Date: 22 September 2005

The Mother and Child Campaign said today that mandatory pensions and other stop-gap measures would not adequately meet the looming pensions crisis. The Campaign spokes woman Niamh Ui Bhriain said that Minister Seamus Brennan should take immediate steps to reverse anti-family measures such as tax-individualisation, which had contributed to the demographic shift at the core of what was now becoming a crisis regarding future pension payments.

Ms Ui Bhriain referred the Minister to the recent report of the EU Commssion: Confronting demographic change: a new solidarity between the generations. That report confirms that the EU is facing an unprecedented demographic crisis and that immigration can no longer be relied on to mitigate the impact of falling birth rates. It also predicts that despite the rise of retirement age the falling population will cause annual growth to be halved by 2040. Faced with this crisis the Irish Government falls back helplessly on the Lisbon Agenda, which Charlie Mc Creevy so slavishly followed in introducing tax individualisation to penalise single-income families; an agenda which will of course, in the long-term, exacerbate the problem.

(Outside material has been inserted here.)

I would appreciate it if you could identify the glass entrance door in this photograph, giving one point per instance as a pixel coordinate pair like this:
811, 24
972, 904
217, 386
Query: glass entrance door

Successive Irish governments have wilfully adopted policies discriminating against the family and disparaging mothers at home. Mr Brennan and his predecessors allow themselves to be henpecked by the taxpayer-funded feminists in the National Women’s Council while they ignore the voices of mothers who make real sacrifices to provide the best possible care for the future tax (and pension) payers of the State.

While other EU members states are anxiously introducing family friendly policies our hapless Minister is fiddling while Rome burns. The Mother and Child Campaign called on Mr Brennan to tackle the root of the pension crisis before it is too late.